川栄李奈さんは、健一の亡き妻”朋子さん”としては登場しません。

遺影を始めとする写真のみ。

でも、時々…素敵な声で健一に囁いては、彼の背中を押してくれます。

そして、カフェの店員の素敵なお姉さんとして登場しますが、短い登場シーンでも健一と美紀に元気を与えてくれる、そんな存在でした。

エンドロールに流れる秦基博さんの「在る」は作品世界を見事に表している素敵なメロディでした。
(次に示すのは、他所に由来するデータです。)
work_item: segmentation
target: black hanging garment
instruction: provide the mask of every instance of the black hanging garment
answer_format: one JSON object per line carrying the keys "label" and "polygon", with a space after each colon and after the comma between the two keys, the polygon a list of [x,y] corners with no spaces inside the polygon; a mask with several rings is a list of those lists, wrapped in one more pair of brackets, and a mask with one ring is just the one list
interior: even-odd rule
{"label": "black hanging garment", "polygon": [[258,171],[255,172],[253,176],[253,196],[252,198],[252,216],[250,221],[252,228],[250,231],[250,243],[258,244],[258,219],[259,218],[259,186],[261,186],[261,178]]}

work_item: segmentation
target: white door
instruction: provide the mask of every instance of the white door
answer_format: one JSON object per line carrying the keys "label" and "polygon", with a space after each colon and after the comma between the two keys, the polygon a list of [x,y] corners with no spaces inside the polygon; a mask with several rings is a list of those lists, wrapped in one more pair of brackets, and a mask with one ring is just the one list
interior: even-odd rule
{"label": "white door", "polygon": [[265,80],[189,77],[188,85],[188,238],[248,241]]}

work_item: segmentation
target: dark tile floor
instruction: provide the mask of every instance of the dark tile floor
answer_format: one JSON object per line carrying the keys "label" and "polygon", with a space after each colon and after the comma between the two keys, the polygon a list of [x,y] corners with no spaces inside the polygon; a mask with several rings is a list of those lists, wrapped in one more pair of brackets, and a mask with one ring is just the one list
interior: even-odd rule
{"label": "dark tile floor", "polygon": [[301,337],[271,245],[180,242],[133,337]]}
MVには作中のシーンもふんだんに使われており、予習(復習)するにはぴったりです。

是非ご覧ください。

まとめ

この作品の中に、とても象徴的な坂道が使われています。

最初は、ベビーカーを押して健一が保育園に通う道。

そして次第に成長した美紀とともに歩く道。

主題歌「在る」では、秦基博さんがこの場所で歌っています。

場所は、京王高尾線の跨線橋。

住宅街のなかですが、よくこんな場所を見つけてきたなぁ、と思いました。

〒193-0833 東京都 八王子市 めじろ台4丁目

苦しい時、嬉しい時、そこは健一の心象風景ともいうべき描写になっていた坂道です。

きっと、ここから先はナナさんも加えて、三人で歩いて行くんでしょう。

そして、小学校を卒業した美紀は、かつて父と保育園に通った坂道を登って中学校に、今度は仲良しのイケちゃんと二人で通うことになるのです。

彼らの人生に幸アレ___そしていろんな形で暮らしている家族の未来に、幸アレ。

泣くかと思ったら、ふんわり笑って観終わった、そんな作品でした。